Chronic Fatigue Syndrome (CFS) is an illness from which an estimated 1 in 300 people suffer, a good number of whom are active evangelicals. Some recover fully. Some recover partially. Some never recover.

My own story of battling this terrible illness begins in January 2005 when I was taken ill with a virus. I was left with a tiredness I couldn’t shake off. Initially I could still cycle the five minutes to the doctor to get advice, though a couple of weeks later I needed a taxi. A few weeks later I couldn’t even manage twenty paces outside. For the next year and a half, I would go to bed at nine and sleep twelve hours, plus resting in the daytime.

During that time, people were keen to tell me what I needed to do – so I put a bowl of water on my radiator and I ate Indian mud (don’t ask...). It didn't work. 

In the summer of 2006, I met someone who had been healed of Chronic Fatigue due to something called 'Reverse Therapy'. The approach argued that much of CFS was psychosomatic. 

I wasn’t at all impressed. Many people had tried to suggest CFS was in my mind, but mentally, I was doing fine. I wasn’t down – I knew I didn’t have to be healed for life to have a purpose and I was relaxed about that. And I'd been a missionary for two years. Surely I couldn’t have any mental problems, could I?

Well it turns out I did. And I discovered it by journalling.

As I journalled, I began to notice that some of my symptoms were related to things which would happen in my life. My sore throat came on when there was even a slight conflict. My sciatica appeared when I did too much of the same activity.

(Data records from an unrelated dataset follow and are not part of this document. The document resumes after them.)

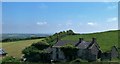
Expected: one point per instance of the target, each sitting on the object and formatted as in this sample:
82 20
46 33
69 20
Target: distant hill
17 36
105 39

I started adjusting my life so my symptoms reduced, and my energy started returning. 

I didn’t know it at the time, but the founder of Reverse Therapy had drawn from a Christian book - Don Colbert’s Deadly Emotions - which explores psychosomatic illness from his experience as a doctor.   

These principles gave me a significant step forward – I now only slept 8-9 hours a night. I had more energy than at any point in two years. I was close to being back to normal again! However, I was terribly unstable. This emphasis on my symptoms and my emotional state left me constantly checking my symptoms for their deeper meaning. Every indigestion, every muscle twinge was analysed and reanalysed to see what changes I should be making. I would go to church or church meetings, but at the instigation of a symptom, I’d get up and walk out again. I was not an easy person to be around. 

I needed to do more, but Reverse Therapy wasn’t able to take me there. 

I soon discovered a new approach to fighting CFS. It's called the Lightning Process. It works by focusing on how you think. It's designed to eliminate negative thinking and help the patient see things positively. I decided not to go on the course (I didn’t fancy shelling out £500), but I started working on my thought patterns, noting when I tended to despair and challenging those thoughts (similar to other standard cognitive behavioural approaches). I did this while maintaining sensitivity to my psychosomatic nature. This process of readjusting would take months, but ultimately it completed my recovery. 

As I look back now, I am grateful for this difficult period of illness. Why? Well I discovered that God was enough when I had no energy. I didn’t have to get better. I didn’t need to fulfil my plans or my dreams. He was – and he is – enough. This is a lesson that's always worth learning - whatever stage of life you may be in. 

I also thank God that when my illness was getting worse and worse and I even wondered whether this might be the end - I still felt peace. God's spirit was real and present even in those dark moments.

And I thank God for training me in psychosomatic issues. I’ve been surprised and delighted at how many people have been helped by my story. The principles I've learned have enabled a range of people to get better and recover from a variety of issues and illnesses, from marriage problems to sleep disorders to depression. 

At the end of the day, each person is unique, but God is with you whether you get better or not and that is where our real hope lies.

Since 2008, Paul S. Chatfield has had no relapse. He now works as an evangelist in Italy averaging 60-70 hour weeks.